Rugby – Toulon : le jour d’après

0
56

Après une première partie de saison impressionnante, le Rugby Club Toulonnais connaît un léger passage à vide.

Mélangez des stars, un staff performant et un président omniprésent pour obtenir un cocktail détonnant : le RCT. Adulé par les uns et détesté par les autres, le club varois ne vous laisse pas indifférent. Avec douze victoires en quatorze journées, dont six à l’extérieur, les hommes de Bernard Laporte marquent de leur empreinte le Top 14. Pourtant, il suffit d’une rencontre pour que le tout bascule. Mayol, forteresse imprenable depuis 18 rencontres, est sur le point de céder. L’envie et la détermination des Racingmen ont eu raison des locaux. Une défaite sur ses terres et des conclusions hâtives.

Attention, perturbations

Le Rugby Club Toulonnais se voit-il déjà au bout ? Les joueurs prennent-ils leurs adversaires de haut ? La machine s’est-elle rouillée ? Cette saison plus que jamais, le club Rouge et Noir est devenu l’attraction principale de notre championnat. Tous les regards sont focalisés sur chaque mouvement provenant de la rade. Alors forcément, lorsqu’un faux pas se profile, il faut saisir l’occasion. Contre le Racing Métro 92, les Toulonnais balbutient leur rugby. Méconnaissables pendant la majeure partie de la rencontre, ils s’inclinent logiquement face à plus méritant. Pourtant, gagner les matches pièges était devenu l’un des points forts du RCT. Savoir se sortir du traquenard, montrer que le groupe dispose d’énormément de ressources. Mais quand rien ne veut sourire aux locaux, la soirée s’annonce longue.
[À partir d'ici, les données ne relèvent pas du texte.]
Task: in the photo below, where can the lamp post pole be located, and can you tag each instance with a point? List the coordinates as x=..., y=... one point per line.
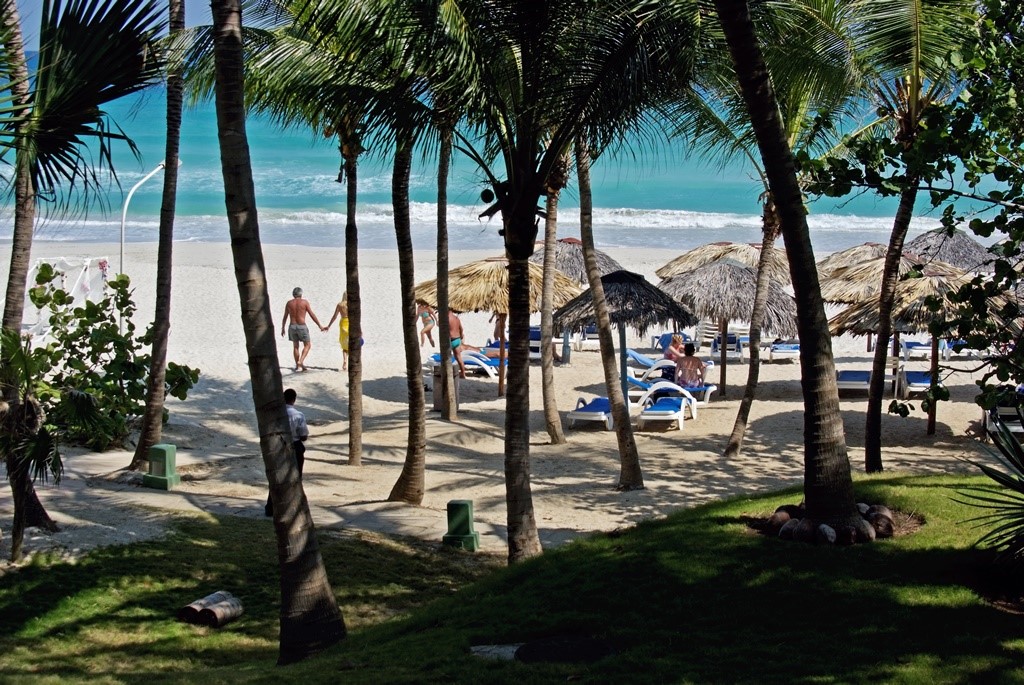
x=124, y=210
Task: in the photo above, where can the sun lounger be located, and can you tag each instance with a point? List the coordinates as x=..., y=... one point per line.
x=475, y=362
x=641, y=392
x=734, y=344
x=1005, y=416
x=667, y=401
x=646, y=368
x=915, y=349
x=638, y=389
x=783, y=350
x=598, y=409
x=855, y=379
x=914, y=382
x=662, y=341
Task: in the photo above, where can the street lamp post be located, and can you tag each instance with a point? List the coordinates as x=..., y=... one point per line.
x=124, y=210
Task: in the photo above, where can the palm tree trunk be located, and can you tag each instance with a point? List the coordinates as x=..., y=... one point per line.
x=757, y=317
x=630, y=473
x=552, y=420
x=410, y=485
x=890, y=273
x=310, y=619
x=524, y=542
x=827, y=481
x=350, y=148
x=153, y=417
x=32, y=511
x=450, y=405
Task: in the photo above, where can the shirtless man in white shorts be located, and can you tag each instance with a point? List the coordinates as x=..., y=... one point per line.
x=296, y=310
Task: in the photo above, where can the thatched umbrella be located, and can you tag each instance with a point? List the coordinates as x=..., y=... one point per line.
x=632, y=301
x=724, y=291
x=568, y=259
x=910, y=312
x=862, y=281
x=483, y=286
x=748, y=254
x=855, y=255
x=957, y=249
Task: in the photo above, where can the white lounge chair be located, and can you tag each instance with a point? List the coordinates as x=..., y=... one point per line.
x=660, y=407
x=598, y=409
x=915, y=382
x=783, y=350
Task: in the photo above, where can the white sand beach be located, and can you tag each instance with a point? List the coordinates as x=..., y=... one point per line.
x=572, y=484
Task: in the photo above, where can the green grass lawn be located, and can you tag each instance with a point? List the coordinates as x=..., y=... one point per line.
x=694, y=598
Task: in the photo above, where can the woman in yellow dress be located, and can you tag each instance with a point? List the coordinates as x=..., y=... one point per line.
x=342, y=310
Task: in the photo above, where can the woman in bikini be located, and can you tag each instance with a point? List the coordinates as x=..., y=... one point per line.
x=342, y=310
x=429, y=319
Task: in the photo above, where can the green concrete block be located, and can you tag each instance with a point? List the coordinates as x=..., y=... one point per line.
x=461, y=533
x=163, y=468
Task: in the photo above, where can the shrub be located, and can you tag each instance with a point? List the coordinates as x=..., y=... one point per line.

Montpellier pour se racheter ?

Jusqu’ici brillants en H Cup, les Varois se déplaçaient à Montpellier pour assurer la première place du groupe. Les Héraultais, eux-aussi, jouent la qualification. Les mauvaises langues diront que l’issue de la rencontre était connue d’avance, que les visiteurs ont laissé les Montpelliérains s’imposer. Mais dans les faits, les coéquipiers de Benoît Paillaugue remportent un long combat. Jusqu’au coup de sifflet final, ils n’ont rien lâché. Chaque contact, chaque incursion dans le camp adverse sont récompensés par des points. Le constat est frappant, 23 – 3. Cela faisait depuis le 8 décembre 2011 et une défaite aux Falcons de Newcastle que les Toulonnais n’avaient pas inscrit plus de trois points dans une rencontre. Mais le plus inquiétant dans cette opposition reste l’état d’esprit des Varois. Battus, désabusés et incapables de mettre leur jeu en place, ils ont rendu les armes. Symbole de cette capitulation : Jonny Wilkinson. Cette journée européenne peut être analysée comme sa plus mauvaise performance sous le maillot toulonnais. Pour parachever une rencontre ratée, l’ouvreur tentera même un drop désespéré à la 77ème minute alors que le score est de 23 – 3.

Contrats remplis

Mais si les Toulonnais s’attirent les foudres du monde du rugby depuis deux semaines, leur bilan, lui, reste irréprochable. Premier du Top 14 avec quatre points d’avance sur le second, les Varois sont dans les temps. Ils abordent la phase retour avec sérénité. En effet, les hommes de Bernard Laporte recevront plus que fois qu’ils n’auront à se déplacer. Un énorme avantage quand on connaît la réputation du stade Mayol. Sur la scène européenne, le constat est tout aussi impressionnant. Premier de sa poule et qualifié pour un quart de finale à domicile, le Rugby Club Toulonnais continue son parcours sans faute. Accueillir Mont de Marsan ce week-end peut être le meilleur moyen de se relancer. Même si les Varois dominent de la tête et des épaules cette première partie de saison, le groupe toulonnais ne doit pas oublier un adage : c’est à la fin du bal qu’on paye les musiciens.